Analyze API
The Diffbot Analyze API visually analyzes a web page, identifies its "page-type," and determines which Diffbot extraction API (if any) is appropriate. Pages that match a supported extraction API -- articles, discussions, images, products or videos -- will be automatically extracted and returned in the Analyze API response.
Pages not currently supported by an extraction API will return "other."
Request
To use the Analyze API, perform a HTTP GET request on the following endpoint:
https://api.diffbot.com/v3/analyze?token=...&url=...

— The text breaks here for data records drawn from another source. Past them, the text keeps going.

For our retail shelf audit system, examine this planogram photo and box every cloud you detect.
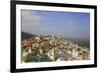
[21,10,41,32]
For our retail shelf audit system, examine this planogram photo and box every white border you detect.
[16,5,94,69]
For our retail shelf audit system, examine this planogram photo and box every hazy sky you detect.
[21,10,90,39]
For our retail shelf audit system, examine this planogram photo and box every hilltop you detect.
[21,35,90,62]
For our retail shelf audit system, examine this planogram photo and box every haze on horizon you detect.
[21,10,90,39]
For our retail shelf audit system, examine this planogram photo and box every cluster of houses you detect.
[21,35,90,62]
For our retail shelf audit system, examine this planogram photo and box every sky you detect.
[21,10,90,39]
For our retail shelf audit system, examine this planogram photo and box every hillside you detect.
[22,35,90,63]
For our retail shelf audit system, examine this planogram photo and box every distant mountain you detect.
[21,31,36,40]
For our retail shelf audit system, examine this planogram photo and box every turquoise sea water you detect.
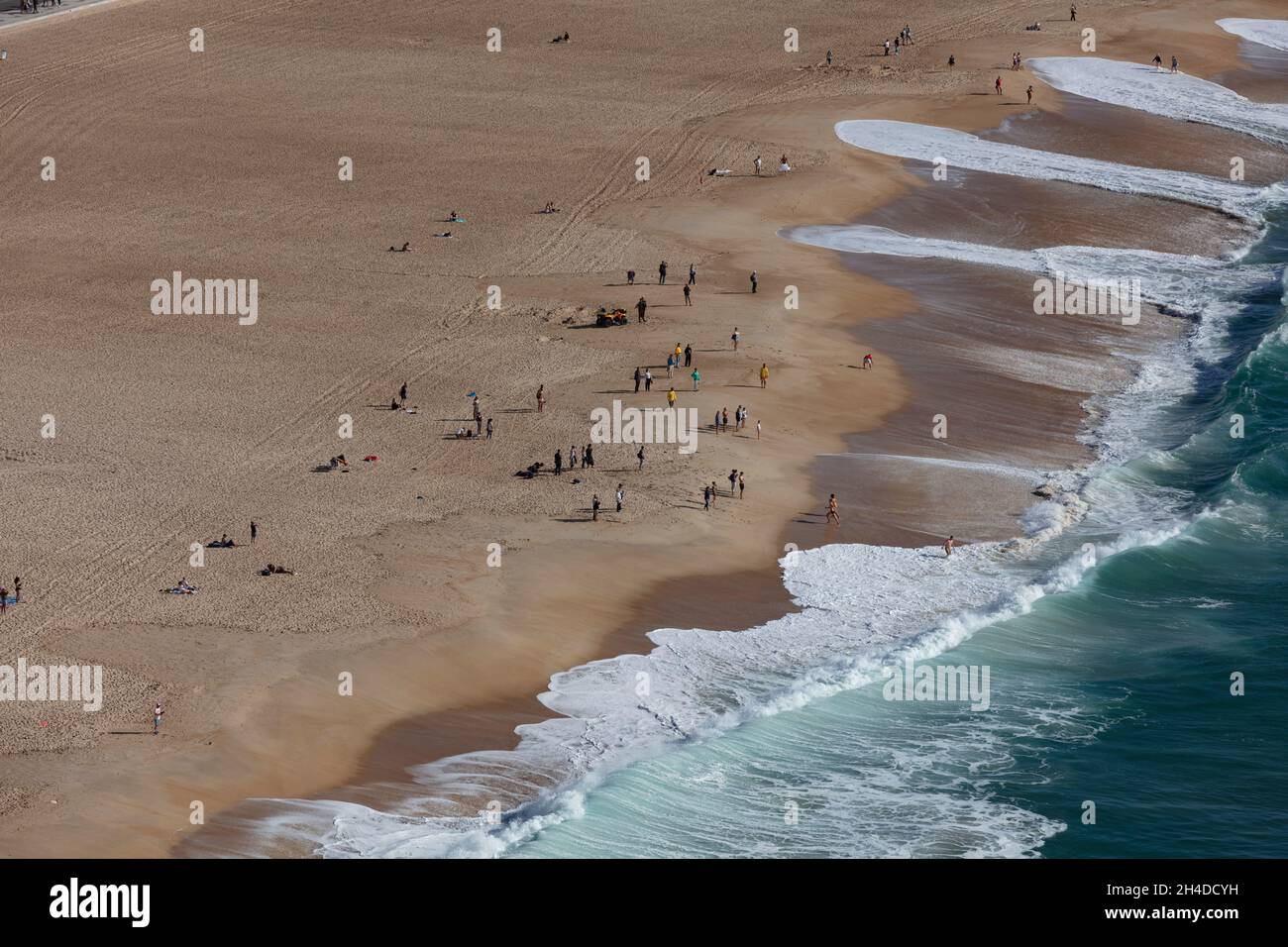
[486,97,1288,857]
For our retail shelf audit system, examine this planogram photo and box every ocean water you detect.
[231,35,1288,857]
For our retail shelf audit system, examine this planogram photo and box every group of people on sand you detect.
[0,576,22,614]
[702,471,747,510]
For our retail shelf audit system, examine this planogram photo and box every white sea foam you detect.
[1216,17,1288,52]
[834,119,1267,220]
[1027,56,1288,145]
[237,60,1272,857]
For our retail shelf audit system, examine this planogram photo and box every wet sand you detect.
[0,3,1288,854]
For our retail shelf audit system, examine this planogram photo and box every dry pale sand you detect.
[0,0,1272,856]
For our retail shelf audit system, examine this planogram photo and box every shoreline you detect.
[5,0,1282,852]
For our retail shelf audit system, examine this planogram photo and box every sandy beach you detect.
[0,0,1285,857]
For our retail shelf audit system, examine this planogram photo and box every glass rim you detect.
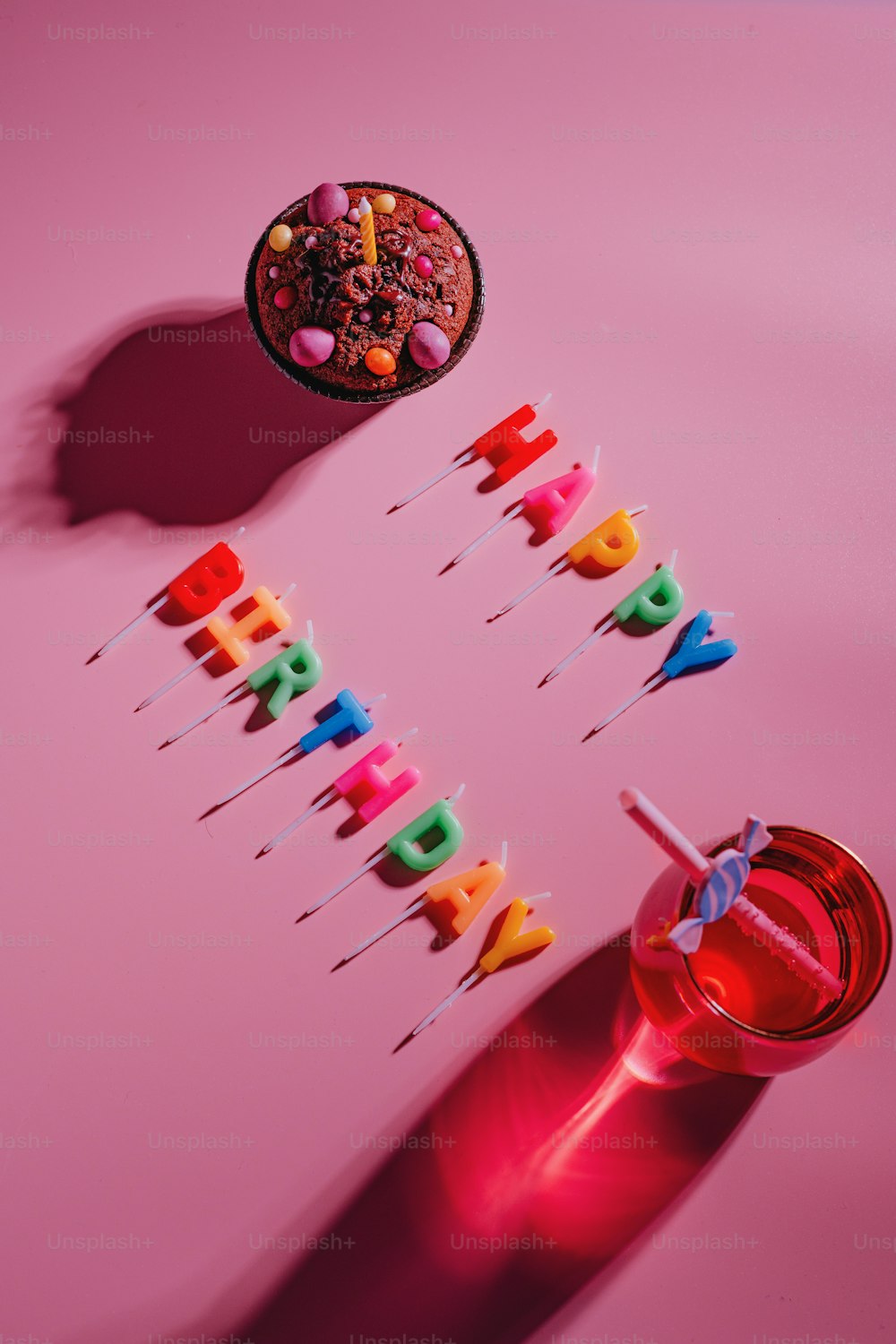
[243,182,485,406]
[678,825,893,1042]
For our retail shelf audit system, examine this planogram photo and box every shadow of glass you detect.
[30,308,382,526]
[185,938,764,1344]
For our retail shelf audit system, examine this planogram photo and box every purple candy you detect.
[307,182,348,225]
[407,323,452,368]
[289,327,336,368]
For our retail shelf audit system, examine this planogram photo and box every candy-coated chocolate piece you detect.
[407,323,452,368]
[364,346,395,378]
[274,285,298,309]
[205,588,293,668]
[298,691,374,754]
[613,564,685,625]
[426,863,506,935]
[246,640,323,719]
[567,508,641,570]
[662,612,737,677]
[385,798,463,873]
[267,225,293,252]
[473,406,557,486]
[168,542,243,617]
[307,182,348,225]
[415,210,442,234]
[479,897,556,970]
[289,327,336,368]
[522,467,598,537]
[333,738,420,823]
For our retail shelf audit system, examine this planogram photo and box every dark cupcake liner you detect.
[246,182,485,406]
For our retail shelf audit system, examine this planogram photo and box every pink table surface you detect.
[0,0,896,1344]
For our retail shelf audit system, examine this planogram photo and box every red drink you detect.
[632,827,892,1077]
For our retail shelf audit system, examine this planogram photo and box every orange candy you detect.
[364,346,395,378]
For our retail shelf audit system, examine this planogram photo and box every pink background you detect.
[0,0,896,1344]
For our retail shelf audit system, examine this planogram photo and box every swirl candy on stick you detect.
[91,527,246,661]
[390,392,557,513]
[452,444,600,566]
[619,789,844,999]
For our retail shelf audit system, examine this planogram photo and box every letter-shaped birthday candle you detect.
[137,583,296,720]
[91,527,246,661]
[205,588,291,668]
[246,640,323,719]
[385,798,463,873]
[411,892,556,1037]
[490,504,648,621]
[541,551,685,685]
[390,392,557,513]
[449,444,600,569]
[426,863,506,935]
[333,738,420,823]
[168,542,243,620]
[298,691,374,755]
[583,612,737,742]
[305,785,465,916]
[567,508,641,570]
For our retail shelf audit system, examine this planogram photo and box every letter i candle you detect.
[452,444,600,564]
[210,691,385,812]
[91,527,246,661]
[162,621,323,747]
[134,583,296,712]
[390,392,557,513]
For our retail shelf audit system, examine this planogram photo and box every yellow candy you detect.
[267,225,293,252]
[364,346,395,378]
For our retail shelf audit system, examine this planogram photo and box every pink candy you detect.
[307,182,348,225]
[415,210,442,234]
[289,327,336,368]
[407,323,452,368]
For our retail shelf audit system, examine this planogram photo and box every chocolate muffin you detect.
[246,183,485,402]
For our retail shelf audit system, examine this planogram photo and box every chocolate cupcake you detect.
[246,183,485,402]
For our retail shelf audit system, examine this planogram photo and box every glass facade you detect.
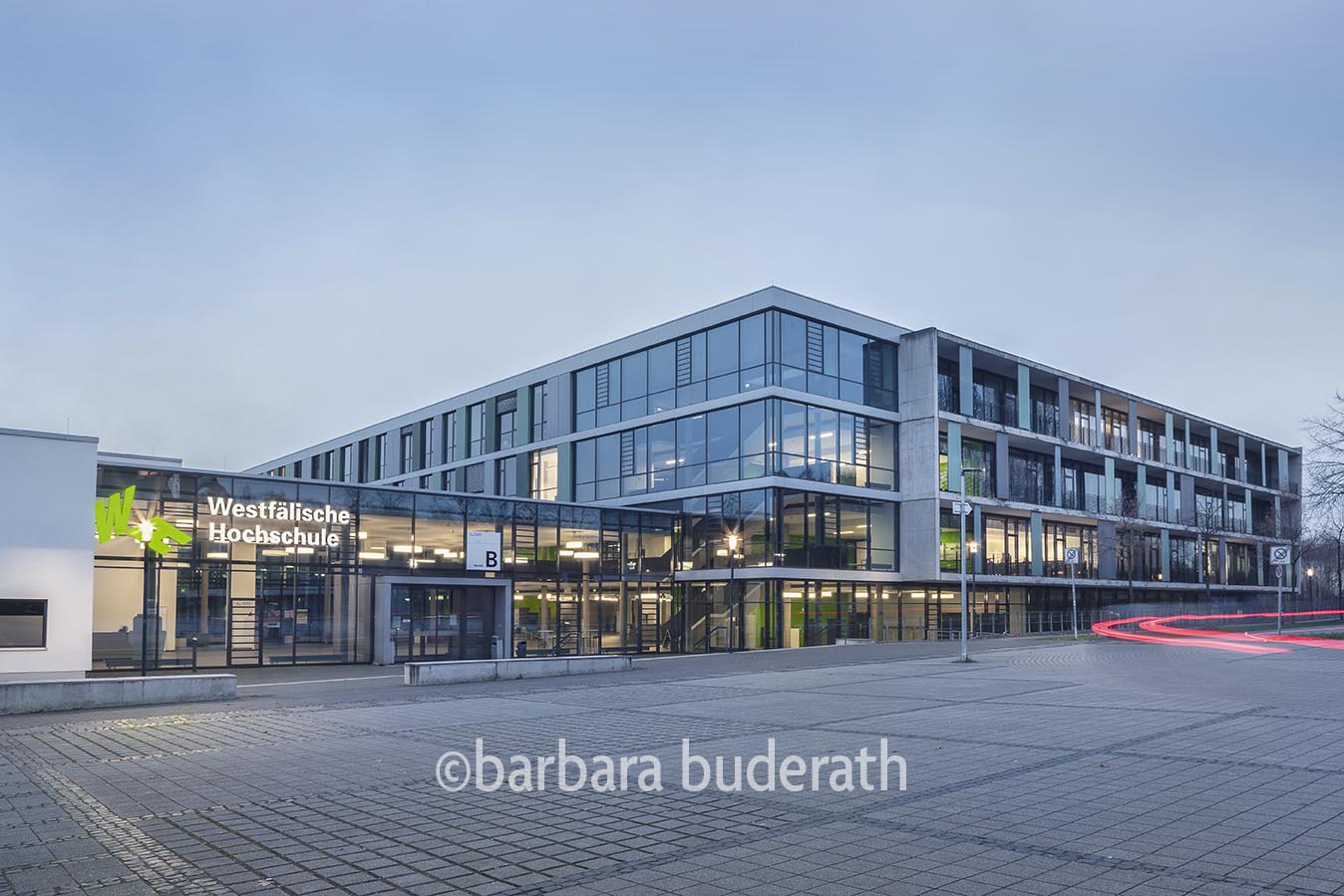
[96,466,677,671]
[574,310,896,432]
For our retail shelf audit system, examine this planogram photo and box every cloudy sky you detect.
[0,0,1344,467]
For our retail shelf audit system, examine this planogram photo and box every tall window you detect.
[1069,398,1097,445]
[938,358,961,414]
[1101,407,1129,451]
[438,411,457,463]
[467,402,486,456]
[401,426,416,472]
[1031,386,1059,437]
[532,383,545,442]
[972,371,1017,426]
[1185,434,1212,472]
[416,418,434,470]
[1139,420,1167,462]
[1042,522,1097,579]
[530,448,560,501]
[983,516,1031,575]
[1008,448,1055,503]
[340,445,355,482]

Provide the following arguments:
Argument | Description |
---|---|
token | Developer token |
url | Web page URL of the analyze to process (URL encoded) | Optional arguments |
mode | By default the Analyze API will fully extract all pages that match an existing Automatic API -- articles, products or image pages. Set mode to a specific page-type (e.g., mode=article ) to extract content only from that specific page-type. All other pages will simply return the default Analyze fields. |
fallback | Force any non-extracted pages (those with a type of "other") through a specific API. For example, to route all "other" pages through the Article API, pass &fallback=article . Pages that utilize this functionality will return a fallbackType field at the top-level of the response and a originalType field within each extracted object, both of which will indicate the fallback API used. Learn more about the fallback parameter |
fields | Specify optional fields to be returned from any fully-extracted pages, e.g.: &fields=querystring,links .See available fields within each API's individual documentation pages. |
discussion | Pass discussion=false to disable automatic extraction of comments or reviews from pages identified as articles or products. This will not affect pages identified as discussions. |
timeout | Sets a value in milliseconds to wait for the retrieval/fetch of content from the requested URL. The default timeout for the third-party response is 30 seconds (30000). |
callback | Use for jsonp requests. Needed for cross-domain ajax. |
proxy | Used to specify the IP address of a custom proxy that will be used to fetch the target page, instead of Diffbot's default IPs/proxies. (Ex: &proxy=168.212.226.204 ) |
proxyAuth | Used to specify the authentication parameters that will be used with the proxy specified in the &proxy parameter. (Ex: &proxyAuth=username:password ) |
Response
The Analyze API returns data in JSON format.
Each response includes a request
object (which returns request-specific metadata), and an objects
array, which will include the extracted information for all objects on a submitted page.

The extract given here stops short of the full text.